A Organização Mundial de Saúde (OMS) tem falado num número médio de contágios causado por cada pessoa infectada que ronda os 2,5. Mas há outros estudos e estimativas. Um desses estudos publicado no Journal of Travel Medicine já apontava no final de Fevereiro para uma estimativa de 3,28. Um outro trabalho publicado na Science dedicado ao caso da China indicava que o esforço inicial de contenção da doença reduziu este índice de 2,38 (entre 24 de Janeiro e 3 de Fevereiro) para 1,36 (24 de Janeiro a 8 de Fevereiro). Sobre o caso crítico de Itália, um estudo de uma equipa de cientistas italianos divulgado na semana passada na plataforma de pré-publicações de acesso aberto medRxiv revelou que este índice na Lombardia (Norte de Itália) era de 4 até 8 de Março.​

Mas não se pode baixar a guarda, insiste Marta Temido. Numa intervenção emotiva, a ministra lembrou que a pandemia “tem alterado profundamente as nossas rotinas” e as “relações laborais e afectivas” e que é natural que todos tenhamos medo. “Mas este é o momento para equilibrar o medo e a coragem. A coragem de ficar em casa, de continuar a ajudar os outros desde que devidamente protegidos, e a pedir ajuda quando precisamos dela”.

Vão ser distribuídos 260 mil testes

Numa altura em que muitos testes laboratoriais para rastreio de covid-19 têm sido adiados por falta de material, Portugal prepara-se já para avançar com outros países na detecção da imunidade das pessoas que já tiveram contacto com o novo coronavírus, revelaram as duas responsáveis na conferência de imprensa. Quem está a esperar e desesperar pelos testes de rastreio da infecção pelo novo coronavírus, vai poder fazê-los em breve: já estão em condições de ser distribuídos 80 mil zaragatoas (uma espécie de cotonetes para retirar amostras das fossas nasais) e 260 mil testes para colmatar a falta que se tem sentido tanto nos hospitais públicos como nos centros privados, anunciou a ministra. 

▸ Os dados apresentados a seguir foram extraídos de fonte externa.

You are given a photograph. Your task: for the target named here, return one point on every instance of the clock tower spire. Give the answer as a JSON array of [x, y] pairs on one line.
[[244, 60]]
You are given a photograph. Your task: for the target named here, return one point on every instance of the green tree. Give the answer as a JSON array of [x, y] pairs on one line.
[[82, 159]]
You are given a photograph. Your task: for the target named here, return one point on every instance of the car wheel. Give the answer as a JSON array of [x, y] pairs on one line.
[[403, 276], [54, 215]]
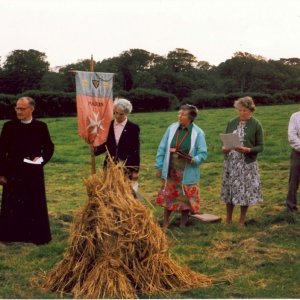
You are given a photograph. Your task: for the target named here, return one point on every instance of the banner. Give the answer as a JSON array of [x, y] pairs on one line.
[[94, 105]]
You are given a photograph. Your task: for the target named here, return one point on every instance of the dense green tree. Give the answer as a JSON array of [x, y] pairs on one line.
[[24, 70], [180, 60]]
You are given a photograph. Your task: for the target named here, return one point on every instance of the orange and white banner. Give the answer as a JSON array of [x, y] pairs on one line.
[[94, 105]]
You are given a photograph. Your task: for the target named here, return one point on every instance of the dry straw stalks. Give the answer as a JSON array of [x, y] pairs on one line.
[[117, 249]]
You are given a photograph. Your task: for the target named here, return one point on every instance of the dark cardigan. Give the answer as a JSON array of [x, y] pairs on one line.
[[254, 137]]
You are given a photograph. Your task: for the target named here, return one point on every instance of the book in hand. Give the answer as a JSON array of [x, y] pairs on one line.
[[184, 155], [230, 140]]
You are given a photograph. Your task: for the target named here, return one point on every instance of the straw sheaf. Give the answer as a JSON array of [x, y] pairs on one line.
[[117, 250]]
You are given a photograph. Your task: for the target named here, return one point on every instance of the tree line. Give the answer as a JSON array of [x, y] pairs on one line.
[[151, 81]]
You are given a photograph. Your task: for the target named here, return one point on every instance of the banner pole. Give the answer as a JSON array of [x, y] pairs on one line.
[[93, 161]]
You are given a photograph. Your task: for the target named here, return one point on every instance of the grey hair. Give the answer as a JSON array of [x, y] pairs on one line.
[[124, 104], [246, 102], [192, 111], [30, 100]]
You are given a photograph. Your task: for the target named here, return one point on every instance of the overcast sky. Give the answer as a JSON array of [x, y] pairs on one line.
[[212, 30]]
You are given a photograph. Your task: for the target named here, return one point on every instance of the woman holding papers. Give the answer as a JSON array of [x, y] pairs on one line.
[[179, 155], [241, 183]]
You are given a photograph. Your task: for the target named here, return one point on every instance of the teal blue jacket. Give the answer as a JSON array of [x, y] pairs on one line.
[[198, 151], [254, 137]]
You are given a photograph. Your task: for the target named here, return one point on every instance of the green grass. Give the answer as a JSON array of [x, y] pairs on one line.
[[259, 261]]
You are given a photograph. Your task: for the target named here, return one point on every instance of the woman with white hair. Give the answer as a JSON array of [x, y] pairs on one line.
[[241, 182], [123, 141]]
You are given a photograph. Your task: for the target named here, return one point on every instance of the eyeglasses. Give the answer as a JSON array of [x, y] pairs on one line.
[[21, 108]]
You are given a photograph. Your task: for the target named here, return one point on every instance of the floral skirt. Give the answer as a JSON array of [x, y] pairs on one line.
[[175, 196], [241, 182]]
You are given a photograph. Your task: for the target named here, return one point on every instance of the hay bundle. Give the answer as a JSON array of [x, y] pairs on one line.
[[117, 250]]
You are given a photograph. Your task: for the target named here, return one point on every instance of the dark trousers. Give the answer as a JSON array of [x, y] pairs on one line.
[[294, 181]]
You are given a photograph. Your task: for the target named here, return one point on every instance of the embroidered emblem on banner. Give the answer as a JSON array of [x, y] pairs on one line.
[[84, 82], [95, 83]]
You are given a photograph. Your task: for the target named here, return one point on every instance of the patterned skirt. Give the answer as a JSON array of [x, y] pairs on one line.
[[175, 196], [241, 182]]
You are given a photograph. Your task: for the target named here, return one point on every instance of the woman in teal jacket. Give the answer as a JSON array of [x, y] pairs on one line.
[[179, 155], [241, 182]]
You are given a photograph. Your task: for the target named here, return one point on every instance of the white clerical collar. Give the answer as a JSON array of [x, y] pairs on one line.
[[27, 121]]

Depois da avalanche de pedidos que se verificou desde que, no dia 26 de Março, a Direcção-Geral da Saúde alargou aos centros de saúde a prescrição destes testes e a todos os que têm pelo menos um sintoma da doença, muitos dos locais onde o rastreio estava a ser realizado começaram a adiar estes rastreios. A falta de testes tem sido uma das questões que mais controvérsia tem gerado, mas Marta Temido indicou que, entre 1 de Março e 1 de Abril, foram realizados já 88.497.

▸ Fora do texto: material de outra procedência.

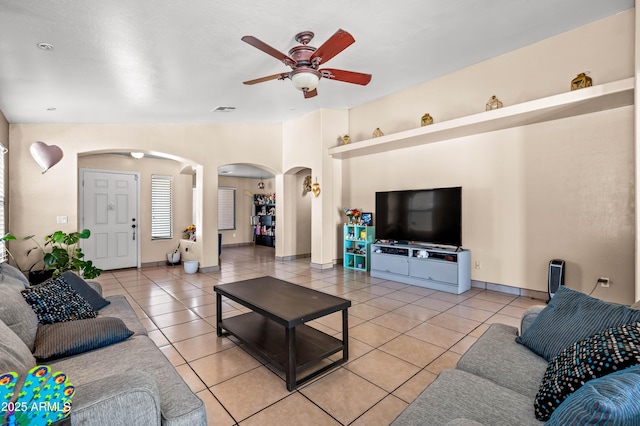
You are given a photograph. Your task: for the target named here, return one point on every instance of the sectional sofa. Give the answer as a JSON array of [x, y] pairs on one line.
[[575, 362], [120, 375]]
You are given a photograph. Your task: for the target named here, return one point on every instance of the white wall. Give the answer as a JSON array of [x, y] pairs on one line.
[[561, 189]]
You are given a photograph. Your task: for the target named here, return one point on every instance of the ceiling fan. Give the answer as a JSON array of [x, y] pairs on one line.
[[304, 61]]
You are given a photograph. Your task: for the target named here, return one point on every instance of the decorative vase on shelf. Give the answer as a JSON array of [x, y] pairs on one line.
[[493, 103], [581, 81]]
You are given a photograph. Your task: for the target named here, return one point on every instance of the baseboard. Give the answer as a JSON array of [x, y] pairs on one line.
[[321, 265], [516, 291], [293, 257], [237, 245]]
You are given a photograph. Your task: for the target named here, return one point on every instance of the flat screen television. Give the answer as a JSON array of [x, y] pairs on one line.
[[431, 216]]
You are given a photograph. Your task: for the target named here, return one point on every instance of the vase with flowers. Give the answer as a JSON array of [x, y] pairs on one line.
[[354, 215], [189, 233]]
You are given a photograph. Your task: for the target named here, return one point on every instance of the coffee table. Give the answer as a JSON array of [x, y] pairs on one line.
[[276, 327]]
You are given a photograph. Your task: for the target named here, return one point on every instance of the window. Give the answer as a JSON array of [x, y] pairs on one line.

Outra boa notícia é a de que Portugal vai, em conjunto com outros países, e através do Instituto Nacional de Saúde Dr. Ricardo Jorge, efectuar testes para a detecção de anticorpos que se geram após a infecção, o que permitirá perceber qual a proporção da população que já adquiriu imunidade. O projecto ainda está em fase piloto mas é a esperança para os que já tiveram contacto com o vírus e ganharam imunidade poderem retomar a sua vida normal.

“A doença em Portugal começou há cerca de um mês, portanto, a maior parte dos nossos doentes ainda está em fase de recuperação. Vamos ter de perceber qual é a altura ideal para fazer o teste, numa amostra da população”, explicou Graça Freitas.